2.3.2 objective indicator
Rat pharyngeal mucosa and undertissue's section thereof are made to PATHOMORPHOLOGICAL OBSERVATION OF PULLORUM, and each treated animal is put to death front eye socket and is got blood survey routine blood test.
Concrete operations: model group animal: the 4th day morning, eye socket was got blood survey routine blood test; Blank group: the 4th day eye socket got blood and surveyed routine blood test; Natural recovering group: the 9th day eye socket got blood and surveyed routine blood test; Positive drug group: the 8th day eye socket got blood and surveyed routine blood test; The high, medium and low dosage group of Flos Lonicerae throat moistening and cleaning tablet, the 8th day eye socket got blood and surveyed routine blood test, and each treated animal eye socket is got after blood, and the chloral hydrate solution 0.7ml of lumbar injection 10%, after Animal Anesthesia, takes off pharyngeal mucosa and undertissue makes sections observation.
2.4 statistical method
Data information all adopts SPSS17.0 statistical software to carry out statistical analysis, and data information adopts two sample t inspections, with
represent.
3. result
3.1 characterize observation
After modeling 1 day, rat engenders that the oral area of scratching, dyspnea are with “ Snore Snore " symptom such as sound, oral secretion increase, amount of drinking water increases, within the 3rd day, symptom is more obvious; There is not above-mentioned situation in blank group; Through the Drug therapy of 4 days, high, the middle dosage group of Flos Lonicerae throat moistening and cleaning tablet and Herba Pileae Scriptae Tabellae group above-mentioned symptom disappeared substantially, and it is normal that sign is recovered substantially; Flos Lonicerae throat moistening and cleaning tablet low dose group above-mentioned symptom alleviates to some extent; Natural recovering group 4 days above-mentioned symptom and signs after modeling still exist.

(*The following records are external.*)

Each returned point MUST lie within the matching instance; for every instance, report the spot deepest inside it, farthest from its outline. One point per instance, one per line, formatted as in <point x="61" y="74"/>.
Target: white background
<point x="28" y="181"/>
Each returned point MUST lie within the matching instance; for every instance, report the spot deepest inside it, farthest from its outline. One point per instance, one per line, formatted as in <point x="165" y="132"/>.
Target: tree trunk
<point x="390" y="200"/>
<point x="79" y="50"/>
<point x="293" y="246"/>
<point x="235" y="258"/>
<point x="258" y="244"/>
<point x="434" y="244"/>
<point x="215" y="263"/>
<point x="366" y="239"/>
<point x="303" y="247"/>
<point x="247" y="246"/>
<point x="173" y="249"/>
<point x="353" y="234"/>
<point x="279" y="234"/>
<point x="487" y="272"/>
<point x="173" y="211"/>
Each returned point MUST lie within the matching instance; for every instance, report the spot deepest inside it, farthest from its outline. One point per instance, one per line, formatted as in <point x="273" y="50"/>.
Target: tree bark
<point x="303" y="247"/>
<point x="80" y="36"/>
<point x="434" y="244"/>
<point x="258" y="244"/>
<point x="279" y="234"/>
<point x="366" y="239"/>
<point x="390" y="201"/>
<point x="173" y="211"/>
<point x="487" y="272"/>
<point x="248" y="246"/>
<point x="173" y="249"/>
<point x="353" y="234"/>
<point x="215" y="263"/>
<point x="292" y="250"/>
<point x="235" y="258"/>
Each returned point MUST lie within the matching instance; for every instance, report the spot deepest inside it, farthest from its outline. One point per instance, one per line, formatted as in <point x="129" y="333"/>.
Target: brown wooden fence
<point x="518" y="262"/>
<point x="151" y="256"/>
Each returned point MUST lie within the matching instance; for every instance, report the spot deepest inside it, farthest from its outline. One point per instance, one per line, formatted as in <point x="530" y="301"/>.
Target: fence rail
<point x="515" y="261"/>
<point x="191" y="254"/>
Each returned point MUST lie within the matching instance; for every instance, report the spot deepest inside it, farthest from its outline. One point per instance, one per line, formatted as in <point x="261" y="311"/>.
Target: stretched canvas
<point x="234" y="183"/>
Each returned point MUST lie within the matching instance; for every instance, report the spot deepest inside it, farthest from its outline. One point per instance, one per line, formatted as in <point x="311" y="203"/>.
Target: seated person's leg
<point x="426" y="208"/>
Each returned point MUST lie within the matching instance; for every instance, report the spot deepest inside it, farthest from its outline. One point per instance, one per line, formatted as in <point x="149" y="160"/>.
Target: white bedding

3.2 routine blood test indexs change
After modeling, model treated animal blood medium-sized lymphocyte quantity increases, and neutrophilic granulocyte quantity reduces, but compares there was no significant difference (P>0.05) with blank group; After the Drug therapy of 4 days, positive drug group, the each treated animal blood of high, the middle dosage of Flos Lonicerae moistening and cleaning throat medium-sized lymphocyte quantity decrease than model group lymphocyte quantity, neutrophilic granulocyte quantity increases to some extent, but with blank group and model group relatively there are no significant difference (P>0.05), concrete outcome is in Table 2-1.
The conventional variation of seven groups of rat serum of table 2-1 (
n=8)
3.3 histopathological findings
Under blank treated animal pharyngeal pathological section mirror, show: throat organizes body of gland in the slight keratinization of epithelium, mucosa loose connective tissue, and blood vessel often has no, and the results are shown in Figure 1A and Figure 1B.
Under model group animal pharyngeal pathological section mirror, show: a large amount of keratinization of pharyngeal epithelium, mucosa, in connective tissue, body of gland tails off, vasodilation, hyperemia, edema, a large amount of cell infiltration, the necrosis of mucous gland epithelial cell, downright bad mucous gland body formation cavity or structureless mucus are netted, the results are shown in Figure 2A and Fig. 2 B.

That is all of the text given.